10th November 2020

Home! Creating a Better Wales For All

Corporate News
COMMUNITY HOUSING CYMRU (CHC) have published their 2021 Senedd Election manifesto, calling on the next Welsh Government to make good housing a priority.

Linc, alongside 100 other organisations, have worked with CHC to develop their Home manifesto.  It calls on all political parties to put the home at the centre of their plans.

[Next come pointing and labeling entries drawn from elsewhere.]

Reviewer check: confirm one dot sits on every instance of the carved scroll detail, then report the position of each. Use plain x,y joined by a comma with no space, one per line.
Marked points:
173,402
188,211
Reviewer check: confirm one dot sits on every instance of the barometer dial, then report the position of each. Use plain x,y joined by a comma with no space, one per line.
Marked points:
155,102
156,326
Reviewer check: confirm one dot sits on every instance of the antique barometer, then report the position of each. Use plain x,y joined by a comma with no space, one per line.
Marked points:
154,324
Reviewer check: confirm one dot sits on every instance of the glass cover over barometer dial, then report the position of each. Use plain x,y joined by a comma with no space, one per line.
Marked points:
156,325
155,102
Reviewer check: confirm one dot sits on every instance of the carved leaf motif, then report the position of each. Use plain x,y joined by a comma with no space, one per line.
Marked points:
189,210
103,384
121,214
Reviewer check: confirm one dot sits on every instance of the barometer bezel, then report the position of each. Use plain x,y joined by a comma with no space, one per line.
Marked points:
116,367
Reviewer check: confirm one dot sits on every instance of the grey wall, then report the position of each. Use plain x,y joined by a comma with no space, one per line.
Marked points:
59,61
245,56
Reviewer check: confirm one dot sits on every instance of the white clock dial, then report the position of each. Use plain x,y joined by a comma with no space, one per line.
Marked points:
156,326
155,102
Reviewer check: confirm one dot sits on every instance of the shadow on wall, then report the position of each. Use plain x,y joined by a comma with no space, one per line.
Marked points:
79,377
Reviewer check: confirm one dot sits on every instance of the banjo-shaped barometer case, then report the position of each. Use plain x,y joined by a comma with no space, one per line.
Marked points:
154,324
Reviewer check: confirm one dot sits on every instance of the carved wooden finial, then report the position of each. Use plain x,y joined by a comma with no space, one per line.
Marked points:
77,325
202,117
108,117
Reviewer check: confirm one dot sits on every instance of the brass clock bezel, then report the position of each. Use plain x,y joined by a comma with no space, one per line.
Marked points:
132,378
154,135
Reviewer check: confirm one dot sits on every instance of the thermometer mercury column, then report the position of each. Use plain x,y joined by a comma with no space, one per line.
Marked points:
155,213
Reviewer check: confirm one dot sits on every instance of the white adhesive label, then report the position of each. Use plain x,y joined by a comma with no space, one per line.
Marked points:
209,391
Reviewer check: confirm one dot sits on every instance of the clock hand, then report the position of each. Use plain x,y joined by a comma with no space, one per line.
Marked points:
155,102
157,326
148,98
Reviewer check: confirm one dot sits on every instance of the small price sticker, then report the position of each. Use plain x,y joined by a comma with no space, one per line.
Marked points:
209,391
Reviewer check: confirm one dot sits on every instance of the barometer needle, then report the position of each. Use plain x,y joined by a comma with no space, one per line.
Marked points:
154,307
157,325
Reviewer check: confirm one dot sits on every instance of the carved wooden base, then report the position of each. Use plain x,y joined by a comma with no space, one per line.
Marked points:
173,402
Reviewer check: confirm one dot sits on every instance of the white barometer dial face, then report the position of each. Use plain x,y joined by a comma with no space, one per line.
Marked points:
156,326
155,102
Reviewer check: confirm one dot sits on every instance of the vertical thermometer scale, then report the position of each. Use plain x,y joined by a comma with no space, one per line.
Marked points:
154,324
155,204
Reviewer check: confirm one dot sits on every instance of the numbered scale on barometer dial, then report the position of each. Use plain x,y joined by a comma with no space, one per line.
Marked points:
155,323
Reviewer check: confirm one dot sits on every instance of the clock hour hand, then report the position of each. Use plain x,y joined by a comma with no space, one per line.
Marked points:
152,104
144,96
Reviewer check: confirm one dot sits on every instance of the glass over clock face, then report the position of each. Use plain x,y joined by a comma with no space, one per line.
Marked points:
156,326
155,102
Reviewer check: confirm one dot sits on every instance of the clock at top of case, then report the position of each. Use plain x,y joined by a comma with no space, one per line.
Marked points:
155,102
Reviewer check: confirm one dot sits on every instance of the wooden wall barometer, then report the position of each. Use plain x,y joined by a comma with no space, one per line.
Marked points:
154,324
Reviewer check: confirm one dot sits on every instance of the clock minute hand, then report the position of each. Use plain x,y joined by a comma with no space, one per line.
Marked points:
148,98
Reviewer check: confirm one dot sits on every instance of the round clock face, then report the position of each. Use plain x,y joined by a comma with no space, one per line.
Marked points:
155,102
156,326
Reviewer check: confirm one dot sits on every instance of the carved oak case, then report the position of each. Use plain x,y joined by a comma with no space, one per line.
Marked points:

Home highlights the big challenges facing the sector, sets out a number of asks and, importantly, makes some crucial commitments to work side by side with the next Welsh Government.

We are serious about wanting change and our Home manifesto calls on the next Welsh Government to:

  • Invest £1.5bn to build 20,000 new social homes.
  • Deliver a £4bn package to increase the energy efficiency of social homes across Wales.
  • End homelessness.
  • Require all new homes to include digital connectivity as standard.
  • And, more…

You can read the manifesto in full here

The below blog is written by Stuart Ropke, Chief Executive, Community Housing Cymru 

'No Place Like Home'

At the end of a challenging year, in which the day-to-day demands of navigating the Covid-19 pandemic remain relentlessly acute, and the consequences for many individuals has been devastating, it’s hard to think about tomorrow - let alone the future. However, the COVID-19 pandemic has taught us a lot about what really matters, and for those reasons, it has never been more important to keep our eyes on the horizon. 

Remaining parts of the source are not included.